AI neural network ChatGPT has almost passed the USMLE medical licensing exam used to test the knowledge and skills of physicians and medical students in the United States. It is considered to be an extraordinarily difficult test, usually requiring up to 400 hours of preparation.
The research was published in the prestigious peer-reviewed scientific journal PLOS Digital Health.
As the authors of the study noted: "We evaluate[d] the performance of ChatGPT, a non-domain specific LLM, on its ability to perform clinical reasoning by testing its performance on questions from the United States Medical Licensing Examination (USMLE)."
The researchers indicated that ChatGPT passed the medical exam without specialized training. This means that the neural network was not trained on special medical papers, but simply used the information available on the internet. In doing so, researchers made sure that the answers could not simply be googled online. Artificial intelligence not only provided coherent responses but also scientifically grounded them.
ChatGPT scored between 52 and 75 percent across the three tests, while the pass mark is commonly 60 percent. In 88.9% of the responses, artificial intelligence gave answers that were perceived by the researchers as "new, non-obvious, and clinically valid". In other words, the neural network managed to produce medical insight.
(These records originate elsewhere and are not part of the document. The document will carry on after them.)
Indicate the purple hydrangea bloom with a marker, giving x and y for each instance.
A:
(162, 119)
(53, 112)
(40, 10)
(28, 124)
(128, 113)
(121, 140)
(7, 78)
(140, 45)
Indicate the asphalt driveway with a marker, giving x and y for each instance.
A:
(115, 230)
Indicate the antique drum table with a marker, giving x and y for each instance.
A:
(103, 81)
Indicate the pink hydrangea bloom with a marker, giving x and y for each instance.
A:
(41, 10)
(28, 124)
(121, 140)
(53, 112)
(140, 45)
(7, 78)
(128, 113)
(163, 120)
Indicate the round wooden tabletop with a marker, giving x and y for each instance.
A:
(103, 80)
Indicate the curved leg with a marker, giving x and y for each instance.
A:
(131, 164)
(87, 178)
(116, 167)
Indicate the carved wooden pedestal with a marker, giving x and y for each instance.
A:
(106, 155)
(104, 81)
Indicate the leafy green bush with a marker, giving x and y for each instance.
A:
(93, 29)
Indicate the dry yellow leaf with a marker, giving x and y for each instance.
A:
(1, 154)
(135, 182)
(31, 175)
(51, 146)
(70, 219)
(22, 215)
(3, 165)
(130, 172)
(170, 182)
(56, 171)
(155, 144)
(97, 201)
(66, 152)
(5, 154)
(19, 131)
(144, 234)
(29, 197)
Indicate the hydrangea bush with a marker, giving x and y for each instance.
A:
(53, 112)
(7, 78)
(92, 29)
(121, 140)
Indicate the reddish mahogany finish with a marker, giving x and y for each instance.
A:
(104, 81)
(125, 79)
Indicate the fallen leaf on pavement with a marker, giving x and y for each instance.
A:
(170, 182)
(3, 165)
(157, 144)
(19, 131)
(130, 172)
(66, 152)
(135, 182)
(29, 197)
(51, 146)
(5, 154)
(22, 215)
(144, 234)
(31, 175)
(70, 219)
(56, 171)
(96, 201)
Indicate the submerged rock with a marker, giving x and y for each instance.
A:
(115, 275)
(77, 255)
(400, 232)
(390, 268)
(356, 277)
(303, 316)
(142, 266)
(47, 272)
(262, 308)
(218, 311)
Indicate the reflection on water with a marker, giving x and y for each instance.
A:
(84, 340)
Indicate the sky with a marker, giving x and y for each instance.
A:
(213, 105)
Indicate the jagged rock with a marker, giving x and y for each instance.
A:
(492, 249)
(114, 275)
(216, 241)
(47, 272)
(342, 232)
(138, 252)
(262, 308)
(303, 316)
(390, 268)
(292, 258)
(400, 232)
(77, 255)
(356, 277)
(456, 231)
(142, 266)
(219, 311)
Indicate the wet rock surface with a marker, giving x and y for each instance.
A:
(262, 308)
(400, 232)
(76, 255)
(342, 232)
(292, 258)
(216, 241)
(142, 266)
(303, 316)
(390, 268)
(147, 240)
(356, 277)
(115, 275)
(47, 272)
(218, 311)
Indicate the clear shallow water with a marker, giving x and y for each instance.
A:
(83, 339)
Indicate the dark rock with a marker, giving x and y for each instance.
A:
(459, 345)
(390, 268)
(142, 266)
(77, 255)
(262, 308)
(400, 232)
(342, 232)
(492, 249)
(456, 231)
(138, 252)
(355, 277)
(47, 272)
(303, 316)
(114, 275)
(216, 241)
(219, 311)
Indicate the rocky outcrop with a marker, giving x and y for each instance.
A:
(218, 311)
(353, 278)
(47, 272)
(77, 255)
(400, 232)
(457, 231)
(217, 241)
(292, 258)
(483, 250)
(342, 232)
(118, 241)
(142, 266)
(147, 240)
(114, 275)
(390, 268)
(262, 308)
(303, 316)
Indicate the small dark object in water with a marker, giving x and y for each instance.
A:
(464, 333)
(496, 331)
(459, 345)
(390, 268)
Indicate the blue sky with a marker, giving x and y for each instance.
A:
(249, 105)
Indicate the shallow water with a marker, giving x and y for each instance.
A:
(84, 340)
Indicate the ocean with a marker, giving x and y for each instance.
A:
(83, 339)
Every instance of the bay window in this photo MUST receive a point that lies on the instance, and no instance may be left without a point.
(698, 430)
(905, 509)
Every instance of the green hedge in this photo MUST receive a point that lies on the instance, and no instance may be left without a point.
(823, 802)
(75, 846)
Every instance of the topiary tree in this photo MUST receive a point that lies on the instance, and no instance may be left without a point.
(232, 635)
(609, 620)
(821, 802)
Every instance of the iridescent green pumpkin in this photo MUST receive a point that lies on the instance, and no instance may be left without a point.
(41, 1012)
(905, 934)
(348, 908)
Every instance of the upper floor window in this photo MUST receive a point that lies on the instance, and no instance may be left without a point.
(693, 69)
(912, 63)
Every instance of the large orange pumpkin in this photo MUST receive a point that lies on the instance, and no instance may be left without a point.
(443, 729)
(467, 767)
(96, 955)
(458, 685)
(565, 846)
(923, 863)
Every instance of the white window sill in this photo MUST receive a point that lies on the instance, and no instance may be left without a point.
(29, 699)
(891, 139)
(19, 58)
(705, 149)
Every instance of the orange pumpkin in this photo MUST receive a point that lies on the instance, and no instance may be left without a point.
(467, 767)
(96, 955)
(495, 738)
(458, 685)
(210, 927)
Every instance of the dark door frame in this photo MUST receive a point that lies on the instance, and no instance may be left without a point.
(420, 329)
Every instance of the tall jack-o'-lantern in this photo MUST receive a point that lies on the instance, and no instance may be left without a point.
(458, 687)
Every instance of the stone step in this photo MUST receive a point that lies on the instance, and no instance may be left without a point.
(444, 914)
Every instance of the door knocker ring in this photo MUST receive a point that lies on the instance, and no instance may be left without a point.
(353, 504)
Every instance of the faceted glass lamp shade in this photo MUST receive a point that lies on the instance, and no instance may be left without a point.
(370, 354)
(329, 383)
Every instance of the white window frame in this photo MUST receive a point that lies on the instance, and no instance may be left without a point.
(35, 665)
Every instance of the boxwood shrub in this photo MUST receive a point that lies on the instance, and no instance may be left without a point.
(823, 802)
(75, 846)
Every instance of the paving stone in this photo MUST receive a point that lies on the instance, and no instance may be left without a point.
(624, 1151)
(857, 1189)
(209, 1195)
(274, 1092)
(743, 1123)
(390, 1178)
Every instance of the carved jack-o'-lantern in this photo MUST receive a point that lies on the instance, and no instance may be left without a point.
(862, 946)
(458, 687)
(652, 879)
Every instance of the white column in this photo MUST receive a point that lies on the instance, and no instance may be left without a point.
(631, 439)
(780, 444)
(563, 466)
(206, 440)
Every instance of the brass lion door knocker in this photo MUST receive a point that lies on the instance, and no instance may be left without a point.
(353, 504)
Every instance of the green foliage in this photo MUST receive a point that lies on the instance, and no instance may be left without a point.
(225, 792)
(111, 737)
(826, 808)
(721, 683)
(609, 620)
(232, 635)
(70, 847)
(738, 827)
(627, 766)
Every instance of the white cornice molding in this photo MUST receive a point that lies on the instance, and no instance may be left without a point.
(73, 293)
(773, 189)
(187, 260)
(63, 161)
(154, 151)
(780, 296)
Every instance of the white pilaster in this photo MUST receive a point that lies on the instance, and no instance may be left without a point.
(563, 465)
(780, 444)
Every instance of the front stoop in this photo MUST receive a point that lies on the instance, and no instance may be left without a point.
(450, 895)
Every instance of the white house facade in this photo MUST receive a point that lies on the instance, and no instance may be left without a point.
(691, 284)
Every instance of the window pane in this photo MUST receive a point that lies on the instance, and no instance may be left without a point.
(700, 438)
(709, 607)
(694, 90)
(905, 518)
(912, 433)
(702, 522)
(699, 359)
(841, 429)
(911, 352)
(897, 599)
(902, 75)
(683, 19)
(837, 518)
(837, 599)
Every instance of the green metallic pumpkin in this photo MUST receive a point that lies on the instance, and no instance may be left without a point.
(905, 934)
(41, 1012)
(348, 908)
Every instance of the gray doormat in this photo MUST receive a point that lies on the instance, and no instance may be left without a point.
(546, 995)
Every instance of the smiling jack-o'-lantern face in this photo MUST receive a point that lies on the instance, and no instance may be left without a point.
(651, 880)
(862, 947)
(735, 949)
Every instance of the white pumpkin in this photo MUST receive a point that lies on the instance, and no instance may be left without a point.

2 February 2023, 16:06 GMT
The researchers added that the capabilities of the neural network should not be overestimated - it constructs plausible-sounding sentences based on the analyzed material, which means that ChatGPT can generate both extremely non-trivial ideas and complete nonsense.
The article highlighted that ChatGPT was much more effective in its responses than PubMedGPT, a bot specifically trained in medical literature.
However, scholars believe that artificial intelligence will not be able to replace doctors in a foreseeable future. However, it may play an important role not only in training future medical students but also as an assistant to a real doctor, leading them to think about non-obvious diagnoses.